Bayu akhirnya mengambil langkah maju, mendekat hingga hanya beberapa inci dari wajah Deon. "Lo sadar nggak, bocah? Lo baru aja bikin hidup lo jauh lebih susah."
Deon tidak gentar sedikit pun. Sebaliknya, dia hanya menyeringai tipis, senyum penuh arti yang lebih menusuk daripada kata-kata apa pun.
"Loh, Bang Bayu takut?" tanyanya santai, seolah pertanyaannya bukanlah pukulan verbal yang telak.
Bayu mengertakkan gigi, jelas sedang berusaha menahan amarah. Tapi sebelum dia bisa melontarkan ancaman lain, suara lain tiba-tiba memotong ketegangan di ruangan itu.
"DEON!"
Suara itu bergema di seluruh kantin.
Semua kepala langsung menoleh ke arah pintu.
Dan di sana, berdiri seseorang yang bahkan membuat Deon harus menarik napas dalam.
Sekretaris pribadi ayahnya.
Dengan ekspresi datar dan sikap tegas, pria itu menatap langsung ke arahnya.
"Tuan Direktur ingin bertemu dengan Anda. Sekarang."

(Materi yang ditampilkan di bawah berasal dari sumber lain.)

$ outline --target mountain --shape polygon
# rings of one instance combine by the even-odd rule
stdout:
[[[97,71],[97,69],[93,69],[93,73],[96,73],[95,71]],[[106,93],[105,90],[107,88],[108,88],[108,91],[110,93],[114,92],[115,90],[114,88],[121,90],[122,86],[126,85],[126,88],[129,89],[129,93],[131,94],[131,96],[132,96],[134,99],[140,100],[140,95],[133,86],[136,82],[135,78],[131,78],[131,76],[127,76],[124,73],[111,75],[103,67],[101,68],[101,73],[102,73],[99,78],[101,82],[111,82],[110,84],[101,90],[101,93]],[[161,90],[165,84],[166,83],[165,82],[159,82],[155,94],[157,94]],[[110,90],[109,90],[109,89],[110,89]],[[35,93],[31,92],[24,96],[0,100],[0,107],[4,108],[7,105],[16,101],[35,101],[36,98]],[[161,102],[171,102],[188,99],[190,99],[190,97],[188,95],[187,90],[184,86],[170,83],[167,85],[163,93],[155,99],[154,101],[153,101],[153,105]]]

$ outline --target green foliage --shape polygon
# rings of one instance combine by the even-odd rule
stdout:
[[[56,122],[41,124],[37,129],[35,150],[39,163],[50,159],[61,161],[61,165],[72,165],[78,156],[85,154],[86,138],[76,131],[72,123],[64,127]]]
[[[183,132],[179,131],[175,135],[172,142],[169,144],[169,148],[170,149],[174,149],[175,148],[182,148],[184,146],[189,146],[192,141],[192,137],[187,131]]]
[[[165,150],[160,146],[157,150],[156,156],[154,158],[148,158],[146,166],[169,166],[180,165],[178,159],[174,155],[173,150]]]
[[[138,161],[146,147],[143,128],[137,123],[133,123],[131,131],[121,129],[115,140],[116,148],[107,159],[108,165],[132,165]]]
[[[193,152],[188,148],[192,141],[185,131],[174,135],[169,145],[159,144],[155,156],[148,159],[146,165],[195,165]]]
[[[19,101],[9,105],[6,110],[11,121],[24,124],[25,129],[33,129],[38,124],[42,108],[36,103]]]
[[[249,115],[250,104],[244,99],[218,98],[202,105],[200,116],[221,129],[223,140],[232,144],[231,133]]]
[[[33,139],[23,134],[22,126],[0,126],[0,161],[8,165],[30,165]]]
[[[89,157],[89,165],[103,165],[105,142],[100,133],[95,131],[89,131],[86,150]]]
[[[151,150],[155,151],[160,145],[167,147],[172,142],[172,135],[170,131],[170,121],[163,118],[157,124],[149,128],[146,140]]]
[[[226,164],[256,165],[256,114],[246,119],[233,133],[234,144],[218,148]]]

Kantor mendadak terasa lebih dingin.
Bahkan Gwen, yang biasanya santai, kini terlihat sedikit lebih waspada.
Deon hanya berdiri diam selama beberapa detik.
Lalu, seperti yang sudah bisa ditebak…
Dia tersenyum miring, memasukkan tangannya ke saku, dan melangkah maju melewati Bayu yang masih membeku di tempatnya.
"Baik," katanya ringan. "Mari kita lihat apa kejutan berikutnya."